While a number of foreign firms have expanded their business links with China - which is seeking to attract capital - Beijing is at odds with the West over trade, geopolitics and the treatment of certain business sectors.
JP Morgan has won regulatory approval in China to take full control of a securities business in China. This is a first for an international firm and a sign that Beijing is keen to open its financial markets to foreign capital, even while investors have been rattled by recent regulatory moves, media reports said.
At the weekend, the US bank’s chief executive Jamie Dimon defended the move, saying that the expansion would serve both the investment bank and other US companies.
Relations between Beijing and Washington DC remain sensitive. A few weeks ago, China stunned international investors when it suddenly announced a clampdown on for-profit, after-school education firms, and also announced moves against other sectors. Beijing has also restricted the use of the variable interest entities structure - holding companies based in tax haven jurisdictions, designed to allow foreign investors to invest in key sectors such as tech without giving them any operational control.

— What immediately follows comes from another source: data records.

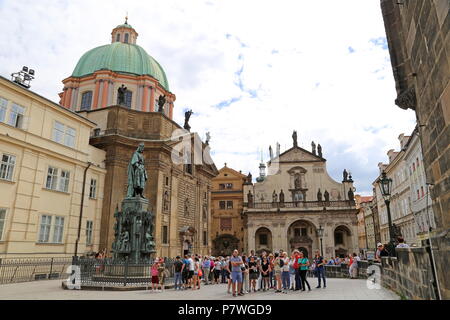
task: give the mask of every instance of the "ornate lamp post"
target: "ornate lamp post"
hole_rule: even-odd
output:
[[[386,209],[388,213],[388,224],[389,224],[389,256],[394,256],[395,253],[395,239],[394,239],[394,229],[392,228],[392,219],[391,219],[391,209],[389,207],[391,203],[391,188],[392,188],[392,179],[386,176],[386,172],[381,173],[381,178],[378,179],[378,186],[380,187],[381,195],[383,196],[384,203],[386,204]]]
[[[318,235],[319,238],[320,238],[320,254],[322,255],[322,257],[323,257],[323,244],[322,244],[323,231],[324,231],[324,230],[323,230],[322,226],[319,225],[319,229],[317,229],[317,235]]]

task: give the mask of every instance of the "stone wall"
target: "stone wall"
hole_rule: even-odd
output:
[[[436,299],[433,273],[426,247],[397,248],[397,257],[384,257],[381,284],[406,299]]]

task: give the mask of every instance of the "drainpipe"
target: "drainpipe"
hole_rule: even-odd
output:
[[[78,219],[78,235],[77,235],[77,240],[75,241],[75,254],[74,254],[75,257],[78,254],[78,243],[80,242],[81,221],[83,219],[83,207],[84,207],[84,190],[86,188],[86,174],[91,165],[92,165],[92,162],[88,162],[88,165],[86,168],[84,168],[84,173],[83,173],[83,188],[81,189],[81,203],[80,203],[80,218]]]

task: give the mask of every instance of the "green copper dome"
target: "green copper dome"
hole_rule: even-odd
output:
[[[166,73],[161,65],[136,44],[114,42],[86,52],[78,61],[72,77],[83,77],[98,70],[150,75],[169,90]]]

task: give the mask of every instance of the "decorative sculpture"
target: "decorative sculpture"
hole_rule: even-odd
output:
[[[320,192],[320,188],[319,191],[317,191],[317,201],[322,201],[322,192]]]
[[[158,112],[164,112],[165,104],[166,104],[166,96],[160,95],[158,98]]]
[[[126,105],[126,102],[125,102],[125,93],[126,92],[127,92],[127,87],[125,87],[125,85],[123,85],[123,84],[119,89],[117,89],[117,103],[120,106]]]
[[[184,113],[184,126],[187,131],[191,130],[191,126],[189,125],[189,119],[191,118],[191,115],[193,114],[192,110],[188,110]]]
[[[283,189],[281,189],[281,191],[280,191],[280,202],[284,203],[284,192],[283,192]]]
[[[298,143],[297,143],[297,131],[294,130],[294,132],[292,133],[292,140],[294,141],[294,148],[298,147]]]
[[[325,192],[323,193],[323,197],[325,198],[326,202],[330,201],[330,194],[327,190],[325,190]]]
[[[140,143],[133,153],[128,164],[128,190],[127,198],[136,196],[144,197],[145,183],[148,180],[147,171],[144,166],[144,144]]]

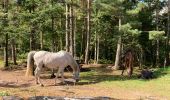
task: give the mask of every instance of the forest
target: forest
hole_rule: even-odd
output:
[[[169,100],[169,83],[170,0],[0,0],[0,99]]]
[[[127,49],[140,67],[170,61],[166,0],[1,0],[0,10],[4,66],[32,50],[66,50],[85,64],[118,66]]]

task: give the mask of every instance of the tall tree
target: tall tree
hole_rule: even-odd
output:
[[[89,60],[89,46],[90,46],[90,13],[91,13],[91,0],[87,0],[87,43],[85,50],[85,64]]]

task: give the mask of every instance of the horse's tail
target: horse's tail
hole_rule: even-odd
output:
[[[27,56],[27,71],[26,76],[33,76],[34,75],[34,55],[36,51],[30,51]]]

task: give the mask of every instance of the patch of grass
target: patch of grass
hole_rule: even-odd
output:
[[[4,63],[3,60],[0,59],[0,68],[3,67],[3,63]]]
[[[9,96],[10,94],[7,91],[0,92],[0,96]]]
[[[120,73],[121,71],[110,72],[103,68],[92,68],[90,72],[80,74],[80,82],[88,82],[103,88],[115,89],[118,87],[123,90],[141,91],[170,98],[170,67],[155,69],[155,78],[150,80],[139,79],[137,74],[129,78],[121,76]]]

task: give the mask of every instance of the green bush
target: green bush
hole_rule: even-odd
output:
[[[99,64],[112,64],[113,61],[107,59],[99,59]]]
[[[0,92],[0,96],[9,96],[9,93],[7,91]]]

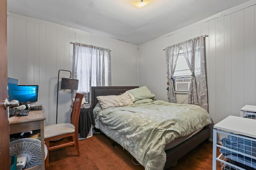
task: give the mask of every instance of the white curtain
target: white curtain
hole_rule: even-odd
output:
[[[73,49],[74,78],[79,80],[77,92],[84,94],[91,103],[92,86],[110,86],[110,50],[75,43]]]
[[[176,102],[172,76],[176,68],[180,47],[180,44],[176,44],[164,49],[167,65],[167,96],[169,102],[171,103]]]
[[[192,74],[188,104],[199,106],[208,111],[204,45],[204,38],[202,35],[183,42],[181,47]]]

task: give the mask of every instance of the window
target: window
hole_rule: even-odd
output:
[[[182,76],[191,76],[191,72],[189,70],[188,64],[186,61],[183,51],[182,49],[180,50],[180,53],[178,57],[177,64],[175,70],[173,74],[174,77],[180,77]]]
[[[91,86],[111,85],[110,50],[78,43],[74,44],[73,74],[79,82],[77,92],[90,103]]]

The moves by China, which wrongfooted investors, hammered equities more than a week ago, raising questions about whether the Chinese authorities are aware, or care, about how such policy moves might hit investors. Ironically, the country has continued to push various schemes such as its Hong Kong mainland stock market links, various foreign investor quota regimes and capital programmes to bring capital into the country. Late last week, for example, BNP Paribas said it had won a licence in China to provide custody services for China's Qualified Foreign Investor scheme, which allows it to work directly with foreign institutional investors.
"When we do something in a foreign country who follow American foreign policy, you may not believe this, but American foreign policy wants a JP Morgan to properly expand, to serve American companies, other companies," Dimon was quoted as saying.